Next, several parameters are added to the request. Each of the following methods is a method of the Request object and again returns a request, so that chaining becomes possible. First, the method Resource sets the name of the resource that we want to access, in this case “nodes”. This will become part of the URL. Then we use VersionedParams to add the options to the request and Timeout to set a timeout.

We then call Do() on the request. Here is the key section of this method

var result Result
err := r.request(func(req *http.Request, resp *http.Response) {
	result = r.transformResponse(resp, req)
})
return result

In the first line, we create an (empty) rest.Result object. In addition to the typical attributes that you would expect from a HTTP response, like a body, i.e a sequence of bytes, this object also contains a decoder, which will become important later on.

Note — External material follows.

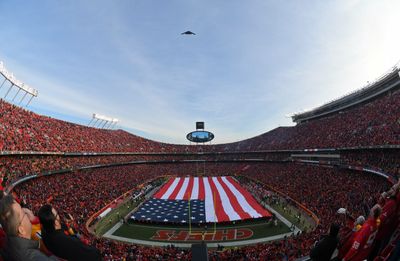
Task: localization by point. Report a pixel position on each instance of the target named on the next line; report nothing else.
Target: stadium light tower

We then invoke the request method of the Request object. This function assembles a new HTTP request based on our request, invokes the Do() method on the HTTP client and then calls the provided function which is responsible for converting the HTTP response into a Result object. The default implementation of this is transformResponse, which also sets a decoder in the Result object respectively copies the decoder contained in the request object.

RESTClient

When all this completes, we have a Result object in our hands. This is still a generic object, we have a response body which is a stream of bytes, not a typed Go structure.

This conversion – the unmarshalling – is handled by the method Into. This method accepts as an argument an instance of the type runtime.Object and fills that object according to the response body. To understand how this work, we will have to take a look at schemes, codec factories and decoders.

Schemes and decoder

In the first section, we have seen that API resources are uniquely determined by the combination of API group, version and kind. For each valid combination, our client should contain a Go structure representing this resource, and conversely, for every valid resource in the Go world, we would expect to have a combination of group, version and kind. The translation between these two worlds is accomplished by a scheme. Among other things, a scheme implements the following methods.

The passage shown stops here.